Block storage and replication in Hadoop - Time & Space Complexity
When storing data in Hadoop, files are split into blocks and copied across machines.
We want to know how the time to store and replicate data grows as the file size grows.
Analyze the time complexity of the following Hadoop block storage and replication process.
# Assume file is split into blocks
for each block in file_blocks:
store block on DataNode1
replicate block to DataNode2
replicate block to DataNode3
This code splits a file into blocks and stores each block on one node, then replicates it twice to other nodes.
Look at what repeats as the file size changes.
- Primary operation: Loop over each block to store and replicate it.
- How many times: Once for every block in the file.
As the file size grows, the number of blocks grows, so the operations grow too.

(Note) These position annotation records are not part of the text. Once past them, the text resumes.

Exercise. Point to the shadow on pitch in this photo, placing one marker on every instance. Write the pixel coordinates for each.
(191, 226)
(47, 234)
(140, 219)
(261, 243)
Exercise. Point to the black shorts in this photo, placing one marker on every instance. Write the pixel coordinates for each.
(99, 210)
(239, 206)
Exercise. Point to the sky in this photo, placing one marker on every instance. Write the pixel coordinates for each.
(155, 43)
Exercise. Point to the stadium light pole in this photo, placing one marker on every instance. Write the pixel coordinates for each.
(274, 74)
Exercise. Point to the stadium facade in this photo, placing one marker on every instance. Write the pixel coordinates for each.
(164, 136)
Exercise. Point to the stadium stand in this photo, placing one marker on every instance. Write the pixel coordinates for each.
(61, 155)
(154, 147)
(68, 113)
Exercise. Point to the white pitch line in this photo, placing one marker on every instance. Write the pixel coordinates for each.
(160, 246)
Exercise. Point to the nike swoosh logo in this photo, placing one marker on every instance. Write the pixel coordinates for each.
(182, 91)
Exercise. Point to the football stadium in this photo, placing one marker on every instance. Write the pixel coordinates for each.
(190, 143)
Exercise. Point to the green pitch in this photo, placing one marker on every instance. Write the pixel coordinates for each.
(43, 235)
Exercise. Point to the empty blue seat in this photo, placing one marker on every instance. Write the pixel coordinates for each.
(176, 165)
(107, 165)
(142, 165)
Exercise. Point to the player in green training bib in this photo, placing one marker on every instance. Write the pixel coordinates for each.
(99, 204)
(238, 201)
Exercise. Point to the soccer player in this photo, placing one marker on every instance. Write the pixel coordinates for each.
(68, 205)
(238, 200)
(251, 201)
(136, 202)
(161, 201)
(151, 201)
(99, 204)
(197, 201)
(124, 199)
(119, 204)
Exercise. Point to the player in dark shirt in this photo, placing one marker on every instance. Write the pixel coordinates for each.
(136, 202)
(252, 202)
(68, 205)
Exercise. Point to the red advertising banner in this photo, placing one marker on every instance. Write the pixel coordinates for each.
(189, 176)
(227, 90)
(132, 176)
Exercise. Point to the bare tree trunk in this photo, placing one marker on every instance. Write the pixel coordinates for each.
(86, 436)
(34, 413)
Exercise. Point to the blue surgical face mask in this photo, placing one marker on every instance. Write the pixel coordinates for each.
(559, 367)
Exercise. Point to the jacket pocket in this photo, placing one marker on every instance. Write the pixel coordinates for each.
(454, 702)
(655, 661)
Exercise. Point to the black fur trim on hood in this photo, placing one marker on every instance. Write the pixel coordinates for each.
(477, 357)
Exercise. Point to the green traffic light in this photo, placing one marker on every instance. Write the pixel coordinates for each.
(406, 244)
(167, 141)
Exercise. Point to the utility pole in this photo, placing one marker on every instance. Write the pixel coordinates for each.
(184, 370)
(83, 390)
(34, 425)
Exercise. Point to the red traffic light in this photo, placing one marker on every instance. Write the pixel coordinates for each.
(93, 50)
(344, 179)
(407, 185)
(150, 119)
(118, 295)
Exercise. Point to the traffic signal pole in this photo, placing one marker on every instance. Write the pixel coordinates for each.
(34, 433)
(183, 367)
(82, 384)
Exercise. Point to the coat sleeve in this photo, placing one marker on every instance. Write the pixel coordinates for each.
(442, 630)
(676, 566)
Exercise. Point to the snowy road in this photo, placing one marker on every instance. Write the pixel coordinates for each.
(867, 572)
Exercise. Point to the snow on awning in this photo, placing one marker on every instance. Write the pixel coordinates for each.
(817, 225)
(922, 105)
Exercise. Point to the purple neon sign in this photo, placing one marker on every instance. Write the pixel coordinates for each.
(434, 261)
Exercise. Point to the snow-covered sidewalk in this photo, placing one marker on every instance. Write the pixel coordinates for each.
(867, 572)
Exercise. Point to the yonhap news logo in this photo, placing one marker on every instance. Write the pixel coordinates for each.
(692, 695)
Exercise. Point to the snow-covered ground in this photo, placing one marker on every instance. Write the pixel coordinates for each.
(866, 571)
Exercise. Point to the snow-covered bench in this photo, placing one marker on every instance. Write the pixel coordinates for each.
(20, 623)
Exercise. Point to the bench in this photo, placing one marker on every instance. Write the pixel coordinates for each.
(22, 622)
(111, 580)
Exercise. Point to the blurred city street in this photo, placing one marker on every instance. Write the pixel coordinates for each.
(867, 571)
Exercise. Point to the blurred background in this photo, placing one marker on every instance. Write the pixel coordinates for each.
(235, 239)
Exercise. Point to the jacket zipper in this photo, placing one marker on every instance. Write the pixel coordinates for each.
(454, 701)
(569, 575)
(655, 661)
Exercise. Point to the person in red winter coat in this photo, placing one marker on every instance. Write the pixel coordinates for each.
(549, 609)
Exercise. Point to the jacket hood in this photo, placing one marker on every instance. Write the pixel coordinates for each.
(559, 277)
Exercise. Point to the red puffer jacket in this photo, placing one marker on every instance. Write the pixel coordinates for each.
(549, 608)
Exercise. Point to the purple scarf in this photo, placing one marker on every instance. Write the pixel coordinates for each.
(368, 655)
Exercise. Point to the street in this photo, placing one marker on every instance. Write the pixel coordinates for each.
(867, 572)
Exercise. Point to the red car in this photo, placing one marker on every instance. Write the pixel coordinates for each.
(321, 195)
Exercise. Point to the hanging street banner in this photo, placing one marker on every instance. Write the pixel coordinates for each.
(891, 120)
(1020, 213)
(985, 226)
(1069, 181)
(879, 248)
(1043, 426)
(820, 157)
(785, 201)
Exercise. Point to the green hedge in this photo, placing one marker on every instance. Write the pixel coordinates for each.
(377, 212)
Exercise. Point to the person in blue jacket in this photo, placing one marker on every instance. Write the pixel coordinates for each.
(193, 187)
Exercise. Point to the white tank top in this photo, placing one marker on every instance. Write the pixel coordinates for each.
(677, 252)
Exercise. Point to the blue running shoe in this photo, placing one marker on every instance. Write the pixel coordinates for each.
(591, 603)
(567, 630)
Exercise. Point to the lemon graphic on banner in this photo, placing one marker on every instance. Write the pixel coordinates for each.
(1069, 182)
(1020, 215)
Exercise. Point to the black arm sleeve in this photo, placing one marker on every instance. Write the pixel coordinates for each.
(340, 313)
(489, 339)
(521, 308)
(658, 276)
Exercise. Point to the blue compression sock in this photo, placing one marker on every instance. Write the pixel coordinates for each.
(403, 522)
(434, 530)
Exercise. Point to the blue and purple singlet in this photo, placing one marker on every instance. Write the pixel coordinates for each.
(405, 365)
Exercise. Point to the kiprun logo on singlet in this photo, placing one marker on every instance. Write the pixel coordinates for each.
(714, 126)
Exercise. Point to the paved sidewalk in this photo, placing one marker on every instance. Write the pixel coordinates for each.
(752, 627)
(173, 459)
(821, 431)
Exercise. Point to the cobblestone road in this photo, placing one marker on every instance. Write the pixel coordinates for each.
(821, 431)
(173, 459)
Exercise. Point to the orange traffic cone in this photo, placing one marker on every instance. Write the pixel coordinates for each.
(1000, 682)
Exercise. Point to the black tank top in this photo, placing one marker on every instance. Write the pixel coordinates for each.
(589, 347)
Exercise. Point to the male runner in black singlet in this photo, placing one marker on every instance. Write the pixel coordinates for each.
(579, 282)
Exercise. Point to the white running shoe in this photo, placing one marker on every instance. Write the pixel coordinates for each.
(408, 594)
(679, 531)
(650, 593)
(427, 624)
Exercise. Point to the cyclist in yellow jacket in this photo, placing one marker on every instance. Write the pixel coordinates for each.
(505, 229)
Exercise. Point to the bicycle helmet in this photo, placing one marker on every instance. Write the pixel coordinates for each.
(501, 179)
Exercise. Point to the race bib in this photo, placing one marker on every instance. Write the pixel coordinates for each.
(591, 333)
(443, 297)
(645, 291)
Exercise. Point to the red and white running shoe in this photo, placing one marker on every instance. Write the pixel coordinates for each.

| Input Size (blocks) | Approx. Operations |
|---|---|
| 10 | 30 (10 blocks x 3 stores/replications) |
| 100 | 300 |
| 1000 | 3000 |
Pattern observation: Operations increase directly with the number of blocks.
Time Complexity: O(n)
This means the time to store and replicate grows in a straight line with the number of blocks.
[X] Wrong: "Replication happens all at once, so time stays the same no matter file size."
[OK] Correct: Each block must be copied separately, so more blocks mean more work and more time.
Understanding how data replication time grows helps you explain system performance clearly and confidently.
"What if the replication factor changed from 3 to 5? How would the time complexity change?"